Di quel Novecento fattosi ancora più corto per via di quei segni di punteggiatura: la maiuscola all’inizio del percorso del visitatore, il punto di fine periodo al termine della visita. Un museo ampio quanto le grandi tele che ne definiscono il cominciare e ne racchiudono il termine prima di uscire in Piazza Duomo, illuminati di riflesso dalla magnificenza della Storia. 

l’incontro con il Quarto Stato

Pellizza da Volpedo è un buco nella tela. Sono gli occhi fissi di un uomo che avanza. Uno sguardo eterno a corroborare il movimento di una persona, di una folla resa muta, di una classe che scalpita. All’estremo opposto del percorso, il Quarto Stato si rispecchia in Festa Cinese, di Mario Schifano. Dal 1901 al 1968. Una parentesi di Storia appunto. In mezzo, ci sta il racconto per correnti e per immagini di un’intera città, come di un personaggio mai stanco di cercare un nuovo autore con cui calcare il palcoscenico della vita. Questa Milano mi è piaciuta. Mi ha saputo parlare, con tutta la forza prorompente del Futurismo, le speranze infrante e i sogni spenti di Sironi. 

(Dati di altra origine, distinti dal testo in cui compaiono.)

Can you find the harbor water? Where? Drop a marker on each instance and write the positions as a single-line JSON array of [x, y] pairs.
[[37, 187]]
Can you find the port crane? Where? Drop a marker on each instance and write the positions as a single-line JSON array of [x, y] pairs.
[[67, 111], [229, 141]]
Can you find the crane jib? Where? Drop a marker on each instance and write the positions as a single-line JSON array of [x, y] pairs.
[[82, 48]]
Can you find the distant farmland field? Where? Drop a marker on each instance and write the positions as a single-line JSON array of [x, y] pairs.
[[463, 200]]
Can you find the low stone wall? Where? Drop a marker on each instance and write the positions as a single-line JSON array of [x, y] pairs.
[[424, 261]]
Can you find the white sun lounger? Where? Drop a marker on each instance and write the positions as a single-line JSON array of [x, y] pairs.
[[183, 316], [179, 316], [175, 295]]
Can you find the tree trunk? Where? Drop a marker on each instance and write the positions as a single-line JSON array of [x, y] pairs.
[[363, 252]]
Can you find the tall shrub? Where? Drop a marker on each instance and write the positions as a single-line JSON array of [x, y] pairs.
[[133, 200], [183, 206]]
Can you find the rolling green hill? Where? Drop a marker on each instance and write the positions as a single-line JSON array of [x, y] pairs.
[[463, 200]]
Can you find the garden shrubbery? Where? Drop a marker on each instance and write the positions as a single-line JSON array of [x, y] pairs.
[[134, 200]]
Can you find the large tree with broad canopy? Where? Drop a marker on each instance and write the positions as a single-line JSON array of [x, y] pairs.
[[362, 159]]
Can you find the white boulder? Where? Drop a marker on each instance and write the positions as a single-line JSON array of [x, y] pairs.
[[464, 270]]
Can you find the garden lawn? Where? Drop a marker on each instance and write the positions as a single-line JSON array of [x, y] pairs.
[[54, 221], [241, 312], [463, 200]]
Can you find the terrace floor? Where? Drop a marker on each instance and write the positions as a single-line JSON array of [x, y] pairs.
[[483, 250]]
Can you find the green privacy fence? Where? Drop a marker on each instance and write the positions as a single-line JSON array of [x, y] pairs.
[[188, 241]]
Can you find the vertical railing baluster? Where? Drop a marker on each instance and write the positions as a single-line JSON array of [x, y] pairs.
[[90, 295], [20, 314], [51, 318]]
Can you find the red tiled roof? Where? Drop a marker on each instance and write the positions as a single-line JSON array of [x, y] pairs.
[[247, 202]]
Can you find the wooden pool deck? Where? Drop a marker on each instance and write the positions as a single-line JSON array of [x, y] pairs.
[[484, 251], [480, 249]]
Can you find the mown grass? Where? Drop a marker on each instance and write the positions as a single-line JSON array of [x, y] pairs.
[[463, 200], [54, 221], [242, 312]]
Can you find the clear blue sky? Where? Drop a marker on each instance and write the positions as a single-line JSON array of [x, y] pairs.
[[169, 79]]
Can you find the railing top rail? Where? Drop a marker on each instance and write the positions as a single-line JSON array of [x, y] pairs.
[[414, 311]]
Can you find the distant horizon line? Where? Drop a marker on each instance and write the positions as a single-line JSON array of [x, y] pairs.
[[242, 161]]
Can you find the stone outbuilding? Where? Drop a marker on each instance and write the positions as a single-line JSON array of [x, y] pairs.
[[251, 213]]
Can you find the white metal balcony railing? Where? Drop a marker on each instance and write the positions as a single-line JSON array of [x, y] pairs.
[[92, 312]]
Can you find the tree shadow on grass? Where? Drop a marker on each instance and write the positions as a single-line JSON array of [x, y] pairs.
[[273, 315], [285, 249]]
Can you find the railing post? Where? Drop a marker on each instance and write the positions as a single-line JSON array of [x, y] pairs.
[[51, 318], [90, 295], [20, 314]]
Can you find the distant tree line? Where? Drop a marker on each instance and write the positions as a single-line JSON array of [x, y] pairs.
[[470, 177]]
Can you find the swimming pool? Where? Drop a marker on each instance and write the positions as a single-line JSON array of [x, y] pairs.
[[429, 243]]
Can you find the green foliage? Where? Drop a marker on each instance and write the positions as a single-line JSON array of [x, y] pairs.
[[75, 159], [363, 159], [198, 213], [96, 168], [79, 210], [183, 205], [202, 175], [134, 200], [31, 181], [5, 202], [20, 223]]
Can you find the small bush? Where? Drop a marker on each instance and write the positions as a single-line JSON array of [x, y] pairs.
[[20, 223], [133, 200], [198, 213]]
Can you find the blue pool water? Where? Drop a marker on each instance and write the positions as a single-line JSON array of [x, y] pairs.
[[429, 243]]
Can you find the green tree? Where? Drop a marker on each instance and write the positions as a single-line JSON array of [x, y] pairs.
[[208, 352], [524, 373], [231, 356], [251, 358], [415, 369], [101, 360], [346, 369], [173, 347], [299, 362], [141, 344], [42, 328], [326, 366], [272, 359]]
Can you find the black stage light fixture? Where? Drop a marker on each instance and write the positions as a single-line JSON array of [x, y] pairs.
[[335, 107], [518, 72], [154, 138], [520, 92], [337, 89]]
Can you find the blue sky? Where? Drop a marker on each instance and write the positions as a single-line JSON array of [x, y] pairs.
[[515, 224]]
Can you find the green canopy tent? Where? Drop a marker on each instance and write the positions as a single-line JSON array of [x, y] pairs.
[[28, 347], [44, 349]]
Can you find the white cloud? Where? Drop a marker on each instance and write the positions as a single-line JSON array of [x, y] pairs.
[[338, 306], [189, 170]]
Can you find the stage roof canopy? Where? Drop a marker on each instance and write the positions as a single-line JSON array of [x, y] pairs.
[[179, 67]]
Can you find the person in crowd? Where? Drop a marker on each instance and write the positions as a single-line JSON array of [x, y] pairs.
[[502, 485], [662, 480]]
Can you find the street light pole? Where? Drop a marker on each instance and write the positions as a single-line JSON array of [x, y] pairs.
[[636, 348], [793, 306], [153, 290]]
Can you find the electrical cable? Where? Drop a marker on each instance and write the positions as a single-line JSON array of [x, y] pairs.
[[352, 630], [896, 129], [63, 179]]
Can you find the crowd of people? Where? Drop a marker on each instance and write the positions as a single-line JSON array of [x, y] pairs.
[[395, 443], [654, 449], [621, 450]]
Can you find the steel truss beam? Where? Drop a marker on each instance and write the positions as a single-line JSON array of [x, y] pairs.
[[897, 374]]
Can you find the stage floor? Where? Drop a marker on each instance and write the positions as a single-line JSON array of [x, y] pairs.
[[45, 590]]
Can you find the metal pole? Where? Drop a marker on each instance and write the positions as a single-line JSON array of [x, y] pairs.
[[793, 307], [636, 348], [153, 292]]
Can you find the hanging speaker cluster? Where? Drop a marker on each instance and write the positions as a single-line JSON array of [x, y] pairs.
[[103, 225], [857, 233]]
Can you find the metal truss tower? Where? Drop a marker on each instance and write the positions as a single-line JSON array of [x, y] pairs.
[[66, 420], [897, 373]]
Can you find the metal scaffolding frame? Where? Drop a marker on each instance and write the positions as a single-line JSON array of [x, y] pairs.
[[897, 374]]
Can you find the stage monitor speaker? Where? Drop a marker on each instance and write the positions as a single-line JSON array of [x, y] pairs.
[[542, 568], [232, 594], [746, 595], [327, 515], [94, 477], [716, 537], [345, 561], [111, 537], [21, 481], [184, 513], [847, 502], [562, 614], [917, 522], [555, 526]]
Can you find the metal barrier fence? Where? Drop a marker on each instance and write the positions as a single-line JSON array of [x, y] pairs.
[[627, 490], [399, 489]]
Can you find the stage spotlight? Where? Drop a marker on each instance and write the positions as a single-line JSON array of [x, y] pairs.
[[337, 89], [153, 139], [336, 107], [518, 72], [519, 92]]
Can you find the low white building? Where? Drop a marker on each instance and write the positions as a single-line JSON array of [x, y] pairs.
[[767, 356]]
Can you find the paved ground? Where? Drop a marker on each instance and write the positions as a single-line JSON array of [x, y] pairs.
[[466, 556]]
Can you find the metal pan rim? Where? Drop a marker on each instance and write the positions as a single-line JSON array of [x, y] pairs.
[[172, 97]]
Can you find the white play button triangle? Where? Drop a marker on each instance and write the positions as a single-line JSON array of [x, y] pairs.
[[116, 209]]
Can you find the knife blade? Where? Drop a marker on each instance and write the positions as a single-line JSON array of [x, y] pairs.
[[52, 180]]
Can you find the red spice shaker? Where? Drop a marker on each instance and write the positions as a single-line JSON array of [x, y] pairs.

Per raccontare una città, forse allora davvero la dovremmo attraversare senza fretta. Restando sospesi nelle sue parentesi di racconto. Senza saltare le frasi, lasciandosi travolgere dagli incisi di arte, ricordi e memorie del tempo passato. Del tempo su cui poggiano le fondamenta instabili del Presente, su cui passeggiano i fenicotteri rosa dei giardini privati e in cui aleggia quieto il silenzio di ogni Quadrilatero. 

al Museo del Novecento

Sto mischiando i quartieri, i periodi, gli stili architettonici e le tante faune che ancora li popolano. Eppure una città, se non ha questa varietà infinita da offrire sul piatto del racconto, di cosa sfama i suoi visitatori? Restituire una città non è opera facile e con questa parentesi grassa ma scarnamente raccontata, mi è riuscita forse neanche a metà. Raccontare Milano e riuscire a renderne lo spirito eclettico, mai sazio di cambiamenti e giravolte di Storia, è un’arte che ancora mi sfugge. E che forse è giusto continui a sfuggire, al di là di ogni prigione semantica, di ogni parentesi comunicativa.